Usable: It is trivially easy for users to discover and test out new use cases for your API that naturally expand their usage.
Key Capabilities:
API Documentation - There has been a pervasive view that documentation equals great DevEx. We think that documentation is only the first step: it’s critical, but on its own it will still leave your API users wanting. Documentation should be comprehensive, easy to navigate / search, and have code snippets / examples embedded. Ideally, docs should enable users to try the API without any additional tooling or configuration. API docs should also differentiate between API reference (a full list of all endpoints, parameters, response codes, etc.) and usage guides (tutorials that take users step-by-step through how they can use the API to accomplish key tasks).
Auth Login - If you want to offer developers a more personalized experience, auth is the prerequisite. You need to know who someone is before you can issue them an API key, and start giving them tools to help them understand and track their usage. Login should of course be managed by a single shared identity service e.g. auth0 or other system of record – you don’t want to build a separate user management system for your application and your API for example.
API Key Management - Nobody wants to have to fill in a typeform and wait for customer support to review before they can get started with an API. If there’s no way for a developer to create keys on their own, most will never convert into users of your product. By the time someone has reviewed their access request, they will have moved on to a new priority, or found an alternative solution. If the API interfaces with sensitive data, and a review process is a legal requirement for production credentials, then enable users to provision sandbox keys without review (more on Sandboxes below).
Key Capabilities:
API Usage Metrics - A request viewer is only useful to developers if they know there’s an issue to investigate. That is why it’s important to surface key usage metrics in real time – so that users know the overall health of their integration. Usage metrics should place an emphasis on error reporting and significant changes in usage so that your users can take corrective action to any errors or unintended changes.
Key Capabilities:
Client SDKs - You need to meet your developers where they already are. Providing client SDKs makes it easier for developers to get started with your API by grounding them in the familiarity of their favorite language and significantly reducing the amount of boilerplate they need to write. This is especially true if your SDKs can handle auth, pagination, and retries and others. They are, therefore, great at helping maximize your audience while minimizing support costs. But it’s not enough to have SDKs, it’s critical that the SDKs are developer-friendly, meaning that they are language idiomatic and human readable. Unfortunately, creating client SDKs is prohibitively expensive for most API teams since they need to be created and updated by hand. While open-source generators exist, the SDKs they output are often buggy and not ergonomic.

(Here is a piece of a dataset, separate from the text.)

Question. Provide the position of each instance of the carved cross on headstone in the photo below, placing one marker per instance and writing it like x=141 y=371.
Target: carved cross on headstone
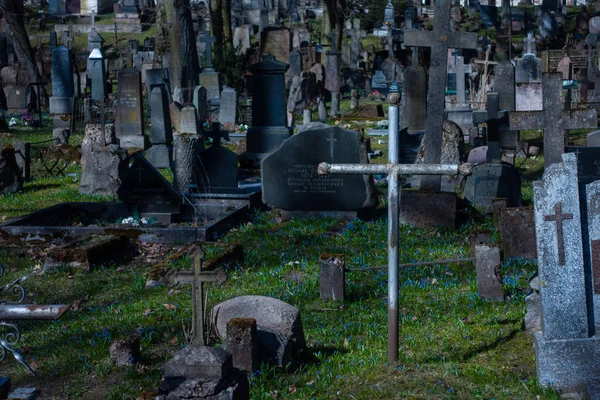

API Runbooks - We think of runbooks as live usage guides. They take users step-by-step through the process of using your API to accomplish specific tasks, but also show relevant, live API requests in real time. This helps to focus developers on the key use cases required to complete API integrations. Your customers can use them to grow their usage of your API. As an API builder, runbooks also help you understand the maturity of your customer base: you can begin to understand your API usage as a customer funnel, and start to measure where and why users drop out of the funnel.
API Sandbox - Probably nothing helps more with adoption than giving developers an easy way to play with your API. A sandbox can allow prospective users to use your APIs without needing to sign up for an account. Developers are more likely to trust an API if they’ve seen it working before needing to hand over their information. And a sandbox can give existing users a way to learn by doing and without any risk of corrupting production workflows. This enables users to expand their use cases for your API easily.